In ancient Roman religion, Providentia is a divine personification of the ability to foresee and make provision. She was among the embodiments of virtues that were part of the Imperial cult of ancient Rome. Providentia thus figures in art, cult, and literature, but has little or no mythology as such.
Providentia was an important moral and philosophical abstraction in Roman discourse. Cicero says it is one of the three main components of prudentia, "the knowledge of things that are good or bad or neither," along with memoria, "memory," and intellegentia, "understanding." The Latin word is the origin of the Christian concept of divine providence.
Upon the death of Augustus, the emperor Tiberius established an altar to Providentia Augusta in recognition of "the godhead manifested in his father's provisions for the Roman state." The cult title Augusta was attached also to such goddesses as Pax, Justitia, and Concordia during the Imperial era. Traditional epithets invoked a deity within a specific functional sphere by declaring their power. The title Augusta thus fixed the divinity's force within the sphere of the emperor as Augustus.

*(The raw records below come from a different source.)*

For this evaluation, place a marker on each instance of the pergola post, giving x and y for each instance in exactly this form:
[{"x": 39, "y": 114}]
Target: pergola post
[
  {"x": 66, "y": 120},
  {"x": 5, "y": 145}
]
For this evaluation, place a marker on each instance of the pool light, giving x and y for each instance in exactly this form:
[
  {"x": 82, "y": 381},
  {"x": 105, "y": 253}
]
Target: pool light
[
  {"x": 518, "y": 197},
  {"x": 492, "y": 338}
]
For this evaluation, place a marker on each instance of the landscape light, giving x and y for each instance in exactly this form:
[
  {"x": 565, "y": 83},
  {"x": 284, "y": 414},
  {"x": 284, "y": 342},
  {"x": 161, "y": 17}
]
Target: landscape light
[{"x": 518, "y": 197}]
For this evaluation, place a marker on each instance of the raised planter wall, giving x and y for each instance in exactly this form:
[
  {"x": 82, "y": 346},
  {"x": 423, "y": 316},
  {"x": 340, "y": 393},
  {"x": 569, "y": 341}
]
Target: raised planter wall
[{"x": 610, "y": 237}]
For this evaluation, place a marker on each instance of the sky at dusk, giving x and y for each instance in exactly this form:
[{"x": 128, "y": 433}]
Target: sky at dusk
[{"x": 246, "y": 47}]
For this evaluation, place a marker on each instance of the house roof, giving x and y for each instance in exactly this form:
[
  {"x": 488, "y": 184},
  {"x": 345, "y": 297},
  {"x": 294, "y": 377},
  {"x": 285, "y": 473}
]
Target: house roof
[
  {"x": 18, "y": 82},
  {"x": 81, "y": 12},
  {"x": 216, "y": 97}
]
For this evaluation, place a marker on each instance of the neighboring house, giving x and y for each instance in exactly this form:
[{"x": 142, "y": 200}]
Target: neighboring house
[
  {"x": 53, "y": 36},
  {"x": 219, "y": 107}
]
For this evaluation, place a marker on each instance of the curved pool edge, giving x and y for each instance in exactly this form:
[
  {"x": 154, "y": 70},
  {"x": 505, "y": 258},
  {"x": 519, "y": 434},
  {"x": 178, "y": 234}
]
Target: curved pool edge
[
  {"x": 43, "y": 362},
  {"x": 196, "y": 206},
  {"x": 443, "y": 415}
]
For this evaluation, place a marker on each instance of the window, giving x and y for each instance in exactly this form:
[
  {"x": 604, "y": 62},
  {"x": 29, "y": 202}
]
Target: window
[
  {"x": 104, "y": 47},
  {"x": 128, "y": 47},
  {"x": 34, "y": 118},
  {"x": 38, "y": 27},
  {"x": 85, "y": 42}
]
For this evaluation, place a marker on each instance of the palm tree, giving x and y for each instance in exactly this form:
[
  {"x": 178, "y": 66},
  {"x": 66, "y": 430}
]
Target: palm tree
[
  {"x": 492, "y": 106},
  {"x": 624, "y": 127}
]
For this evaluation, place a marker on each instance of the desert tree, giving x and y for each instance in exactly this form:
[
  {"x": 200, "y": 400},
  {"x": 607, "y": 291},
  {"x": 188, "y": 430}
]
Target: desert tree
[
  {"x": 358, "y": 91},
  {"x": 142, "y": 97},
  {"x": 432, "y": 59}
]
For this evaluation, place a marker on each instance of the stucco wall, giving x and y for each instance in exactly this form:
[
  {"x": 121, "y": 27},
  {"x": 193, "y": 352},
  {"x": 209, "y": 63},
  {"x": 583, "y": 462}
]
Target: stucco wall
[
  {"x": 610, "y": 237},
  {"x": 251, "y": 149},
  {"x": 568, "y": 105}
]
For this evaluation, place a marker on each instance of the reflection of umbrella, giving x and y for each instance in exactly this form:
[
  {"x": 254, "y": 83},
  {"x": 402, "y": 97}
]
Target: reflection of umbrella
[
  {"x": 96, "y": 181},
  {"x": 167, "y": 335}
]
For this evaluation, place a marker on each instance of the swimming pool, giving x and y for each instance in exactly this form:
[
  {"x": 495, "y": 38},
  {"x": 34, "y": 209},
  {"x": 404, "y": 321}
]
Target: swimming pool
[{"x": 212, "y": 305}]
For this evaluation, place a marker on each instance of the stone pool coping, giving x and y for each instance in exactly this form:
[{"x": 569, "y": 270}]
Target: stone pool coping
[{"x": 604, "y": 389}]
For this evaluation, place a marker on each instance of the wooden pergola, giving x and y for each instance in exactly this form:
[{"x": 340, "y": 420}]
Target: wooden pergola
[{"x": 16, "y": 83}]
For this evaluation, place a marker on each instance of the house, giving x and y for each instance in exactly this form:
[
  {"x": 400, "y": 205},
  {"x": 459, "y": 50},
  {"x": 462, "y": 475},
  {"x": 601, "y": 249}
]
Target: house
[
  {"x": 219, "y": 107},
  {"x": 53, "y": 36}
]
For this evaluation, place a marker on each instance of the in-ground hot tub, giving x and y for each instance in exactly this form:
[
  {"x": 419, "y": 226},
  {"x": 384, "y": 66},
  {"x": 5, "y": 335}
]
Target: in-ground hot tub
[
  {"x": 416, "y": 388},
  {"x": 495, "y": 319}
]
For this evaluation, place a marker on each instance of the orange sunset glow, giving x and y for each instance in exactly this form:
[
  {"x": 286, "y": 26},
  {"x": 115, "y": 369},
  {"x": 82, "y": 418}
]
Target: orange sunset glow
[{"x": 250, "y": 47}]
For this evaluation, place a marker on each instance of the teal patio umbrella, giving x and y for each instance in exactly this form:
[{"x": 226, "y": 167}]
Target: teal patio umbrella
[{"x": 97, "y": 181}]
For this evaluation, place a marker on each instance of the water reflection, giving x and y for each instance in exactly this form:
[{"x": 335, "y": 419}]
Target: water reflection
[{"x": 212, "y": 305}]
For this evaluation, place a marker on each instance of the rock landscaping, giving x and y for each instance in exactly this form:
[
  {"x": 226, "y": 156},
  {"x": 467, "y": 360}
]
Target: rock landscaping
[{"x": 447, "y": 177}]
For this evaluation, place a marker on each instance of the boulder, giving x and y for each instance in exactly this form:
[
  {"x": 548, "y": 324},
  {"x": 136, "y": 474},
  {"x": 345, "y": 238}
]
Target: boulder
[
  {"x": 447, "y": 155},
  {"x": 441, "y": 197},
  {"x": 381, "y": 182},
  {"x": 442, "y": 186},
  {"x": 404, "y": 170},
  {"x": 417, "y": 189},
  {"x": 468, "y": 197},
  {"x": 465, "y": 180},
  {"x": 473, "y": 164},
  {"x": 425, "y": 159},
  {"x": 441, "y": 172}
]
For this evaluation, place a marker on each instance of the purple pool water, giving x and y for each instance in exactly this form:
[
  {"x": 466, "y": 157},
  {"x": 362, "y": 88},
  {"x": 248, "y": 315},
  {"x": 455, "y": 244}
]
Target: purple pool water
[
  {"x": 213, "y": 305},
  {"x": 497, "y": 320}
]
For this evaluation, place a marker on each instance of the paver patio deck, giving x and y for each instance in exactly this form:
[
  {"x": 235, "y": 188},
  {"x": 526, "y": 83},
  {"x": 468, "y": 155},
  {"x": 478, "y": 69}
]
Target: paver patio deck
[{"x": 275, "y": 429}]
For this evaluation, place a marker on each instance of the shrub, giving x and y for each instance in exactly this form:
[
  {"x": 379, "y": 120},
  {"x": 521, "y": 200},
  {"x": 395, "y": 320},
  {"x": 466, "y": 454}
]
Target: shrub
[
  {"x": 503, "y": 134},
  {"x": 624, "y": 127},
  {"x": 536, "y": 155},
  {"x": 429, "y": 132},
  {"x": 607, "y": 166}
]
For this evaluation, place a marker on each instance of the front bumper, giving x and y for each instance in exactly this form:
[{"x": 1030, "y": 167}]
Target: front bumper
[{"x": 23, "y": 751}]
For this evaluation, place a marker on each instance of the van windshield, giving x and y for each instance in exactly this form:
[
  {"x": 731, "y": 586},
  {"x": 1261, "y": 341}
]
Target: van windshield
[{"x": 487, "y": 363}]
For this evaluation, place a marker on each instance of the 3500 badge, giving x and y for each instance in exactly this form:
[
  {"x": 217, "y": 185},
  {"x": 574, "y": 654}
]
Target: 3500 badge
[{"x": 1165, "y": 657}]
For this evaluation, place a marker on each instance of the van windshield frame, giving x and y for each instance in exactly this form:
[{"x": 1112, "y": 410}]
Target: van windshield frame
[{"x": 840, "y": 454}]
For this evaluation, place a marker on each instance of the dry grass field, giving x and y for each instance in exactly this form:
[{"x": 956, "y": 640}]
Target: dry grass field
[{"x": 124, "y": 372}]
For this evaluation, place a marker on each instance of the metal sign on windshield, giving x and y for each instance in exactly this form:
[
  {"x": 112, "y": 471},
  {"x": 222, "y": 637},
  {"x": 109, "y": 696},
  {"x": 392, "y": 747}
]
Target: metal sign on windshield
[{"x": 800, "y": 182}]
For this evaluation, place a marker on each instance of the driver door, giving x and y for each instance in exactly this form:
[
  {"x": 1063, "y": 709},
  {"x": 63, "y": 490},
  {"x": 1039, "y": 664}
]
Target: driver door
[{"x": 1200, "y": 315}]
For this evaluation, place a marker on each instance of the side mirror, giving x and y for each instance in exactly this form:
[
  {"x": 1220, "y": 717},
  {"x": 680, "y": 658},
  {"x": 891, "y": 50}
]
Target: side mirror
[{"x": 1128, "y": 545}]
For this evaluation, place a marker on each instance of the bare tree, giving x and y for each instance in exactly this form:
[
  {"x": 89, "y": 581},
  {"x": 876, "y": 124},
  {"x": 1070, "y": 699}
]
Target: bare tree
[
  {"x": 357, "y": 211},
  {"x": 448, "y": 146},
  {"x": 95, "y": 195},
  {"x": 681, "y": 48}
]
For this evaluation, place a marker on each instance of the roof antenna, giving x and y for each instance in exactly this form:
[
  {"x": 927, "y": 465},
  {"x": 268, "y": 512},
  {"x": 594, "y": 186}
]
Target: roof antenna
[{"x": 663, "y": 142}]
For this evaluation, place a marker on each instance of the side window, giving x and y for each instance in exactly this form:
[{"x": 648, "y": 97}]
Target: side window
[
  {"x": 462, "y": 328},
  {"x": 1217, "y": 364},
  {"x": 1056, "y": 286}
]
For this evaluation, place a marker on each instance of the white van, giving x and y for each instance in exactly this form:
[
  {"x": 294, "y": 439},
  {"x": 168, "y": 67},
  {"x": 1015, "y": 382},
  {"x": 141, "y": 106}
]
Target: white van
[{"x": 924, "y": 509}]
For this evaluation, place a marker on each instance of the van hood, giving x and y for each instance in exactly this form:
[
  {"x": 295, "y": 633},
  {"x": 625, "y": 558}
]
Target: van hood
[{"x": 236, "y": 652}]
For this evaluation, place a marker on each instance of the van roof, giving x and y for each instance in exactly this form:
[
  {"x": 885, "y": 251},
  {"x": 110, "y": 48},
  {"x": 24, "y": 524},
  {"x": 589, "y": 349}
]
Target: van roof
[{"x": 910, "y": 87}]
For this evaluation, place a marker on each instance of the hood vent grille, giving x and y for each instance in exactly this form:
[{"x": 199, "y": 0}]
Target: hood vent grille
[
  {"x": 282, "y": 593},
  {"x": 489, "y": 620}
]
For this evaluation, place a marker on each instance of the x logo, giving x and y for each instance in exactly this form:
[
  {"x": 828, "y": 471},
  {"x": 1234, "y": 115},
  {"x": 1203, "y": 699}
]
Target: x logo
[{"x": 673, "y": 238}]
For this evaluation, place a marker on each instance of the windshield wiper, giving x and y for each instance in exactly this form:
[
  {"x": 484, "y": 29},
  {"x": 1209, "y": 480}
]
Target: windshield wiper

In 28 AD, after Tiberius arrested and executed Sejanus for conspiracy, the Cult of Virtues played a role in the propaganda that presented the restoration of Imperial order as a return to constitutional government. Sacrifices were offered to Providentia along with Salus ("Security"), Libertas ("Liberty"), and the Genius. Providentia at this time also received a permanent full-time priest (sacerdos) devoted to her. In the wake of the Pisonian conspiracy against Nero, religious observances in 59 AD to repair the state included sacrifices by the Arval Brethren to various deities, among them Providentia.